Following the completion of the deal the two companies say they will announce a new name of the combined company.
In a release, Peter Dilnot, Shanks’ Group CEO, says, “We are delighted to have cleared the final regulatory hurdle so that we can complete the transformational merger of Shanks and VGG. This strategic deal will bring two strong companies together to create a new international waste-to-product leader at the heart of the emerging circular economy. The combined group will operate across nine countries with unique capabilities and the scale, capability and expertise to grow profitably over the longer term.”
“This is an exciting time for both Shanks and VGG, and we look forward to creating a new company that delivers sustainable value for customers, shareholders and the communities we serve,” Dilnot adds.
The merger with VGG is wholly aligned with Shanks’ strategy to be a leading international waste-to-product company. The combined entity will be well positioned to meet the needs of the emerging circular economy and will have the scale, capability and expertise to deliver long term sustainable growth and attractive returns.
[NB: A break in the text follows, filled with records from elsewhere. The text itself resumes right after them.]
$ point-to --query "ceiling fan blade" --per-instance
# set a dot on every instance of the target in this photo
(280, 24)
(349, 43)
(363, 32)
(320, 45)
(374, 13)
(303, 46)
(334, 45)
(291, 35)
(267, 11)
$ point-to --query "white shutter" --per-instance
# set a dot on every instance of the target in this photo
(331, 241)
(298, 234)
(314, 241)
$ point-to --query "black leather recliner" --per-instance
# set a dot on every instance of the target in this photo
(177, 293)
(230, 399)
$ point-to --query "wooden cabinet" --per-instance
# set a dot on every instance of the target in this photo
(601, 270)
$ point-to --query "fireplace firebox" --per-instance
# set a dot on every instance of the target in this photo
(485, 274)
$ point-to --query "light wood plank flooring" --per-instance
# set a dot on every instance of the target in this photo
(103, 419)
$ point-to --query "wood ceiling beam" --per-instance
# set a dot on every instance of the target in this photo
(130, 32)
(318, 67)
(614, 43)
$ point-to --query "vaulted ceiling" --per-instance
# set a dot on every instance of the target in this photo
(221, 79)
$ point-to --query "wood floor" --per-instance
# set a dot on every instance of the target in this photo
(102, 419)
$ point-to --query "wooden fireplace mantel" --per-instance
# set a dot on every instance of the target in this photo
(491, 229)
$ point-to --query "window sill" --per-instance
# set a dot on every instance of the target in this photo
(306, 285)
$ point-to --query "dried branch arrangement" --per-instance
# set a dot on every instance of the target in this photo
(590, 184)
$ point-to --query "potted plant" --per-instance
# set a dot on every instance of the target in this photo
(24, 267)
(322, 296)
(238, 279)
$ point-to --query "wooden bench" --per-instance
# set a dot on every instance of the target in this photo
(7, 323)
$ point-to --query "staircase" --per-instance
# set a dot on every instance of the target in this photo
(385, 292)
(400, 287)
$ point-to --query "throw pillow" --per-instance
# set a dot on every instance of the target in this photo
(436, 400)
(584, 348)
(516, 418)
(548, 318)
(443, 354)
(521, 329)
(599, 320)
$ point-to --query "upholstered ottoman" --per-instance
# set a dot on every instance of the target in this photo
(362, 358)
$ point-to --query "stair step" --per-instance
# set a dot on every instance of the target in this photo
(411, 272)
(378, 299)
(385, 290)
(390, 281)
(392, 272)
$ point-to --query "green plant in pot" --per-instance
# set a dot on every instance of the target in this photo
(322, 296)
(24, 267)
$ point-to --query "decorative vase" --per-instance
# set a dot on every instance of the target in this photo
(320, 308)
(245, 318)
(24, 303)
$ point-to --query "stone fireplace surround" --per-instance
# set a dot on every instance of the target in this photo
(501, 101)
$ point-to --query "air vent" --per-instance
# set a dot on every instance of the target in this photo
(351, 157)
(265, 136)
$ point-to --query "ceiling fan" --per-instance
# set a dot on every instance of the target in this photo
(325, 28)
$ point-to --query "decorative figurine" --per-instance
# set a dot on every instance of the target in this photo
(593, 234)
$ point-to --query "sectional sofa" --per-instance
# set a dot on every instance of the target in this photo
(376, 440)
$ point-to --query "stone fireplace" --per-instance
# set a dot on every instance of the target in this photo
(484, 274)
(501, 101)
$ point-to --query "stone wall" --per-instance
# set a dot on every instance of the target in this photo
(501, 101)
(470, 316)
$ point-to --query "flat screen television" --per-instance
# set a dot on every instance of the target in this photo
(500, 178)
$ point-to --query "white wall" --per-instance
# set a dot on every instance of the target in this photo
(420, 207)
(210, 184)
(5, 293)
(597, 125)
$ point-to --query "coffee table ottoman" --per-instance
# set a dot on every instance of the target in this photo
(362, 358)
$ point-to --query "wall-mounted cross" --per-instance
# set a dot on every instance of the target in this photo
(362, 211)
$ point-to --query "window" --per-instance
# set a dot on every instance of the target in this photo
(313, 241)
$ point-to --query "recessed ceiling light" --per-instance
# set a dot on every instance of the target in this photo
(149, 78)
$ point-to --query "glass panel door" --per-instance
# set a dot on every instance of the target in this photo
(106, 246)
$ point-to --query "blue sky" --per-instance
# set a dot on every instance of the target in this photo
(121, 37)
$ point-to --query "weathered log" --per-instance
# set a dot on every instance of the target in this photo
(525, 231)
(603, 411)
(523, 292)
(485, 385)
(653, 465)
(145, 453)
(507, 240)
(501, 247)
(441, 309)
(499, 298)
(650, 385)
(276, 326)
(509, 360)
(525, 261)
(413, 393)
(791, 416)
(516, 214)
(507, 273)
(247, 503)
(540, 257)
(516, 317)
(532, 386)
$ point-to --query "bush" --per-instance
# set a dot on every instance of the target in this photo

The new business will be able to offer its customers an extensive range of recycling technologies and services.
VGG notes that the merger is the final piece in a process that the company has been working on for 2 ½ years. To complete the deal, VGG underwent a complex refinancing package, which it completed in 2015. Over that time, the company was able to reduce its debt by around €500 million (US$527 million), bringing it back to normal proportions.
Overhauling strategy, improving the organizational structure and investing heavily in equipment and recycling solutions then laid the foundations for an improvement in the company's results, VGG reports.
"Our staff has shown their adaptability and vitality in recent years and have succeeded in achieving the turnaround. Two thousand sixteen was a year of transformation, marked by a significant improvement in performance,” says Marc Zwaaneveld, VGG’s CEO.
“Following this approval from the ACM, we will now be shaping the merger with Shanks from a position of great confidence. The combined company has all the ingredients needed for a solid future as a connective player in the circular economy and as a market leader in recycling and waste-to-product solutions," Zwaaneveld continues.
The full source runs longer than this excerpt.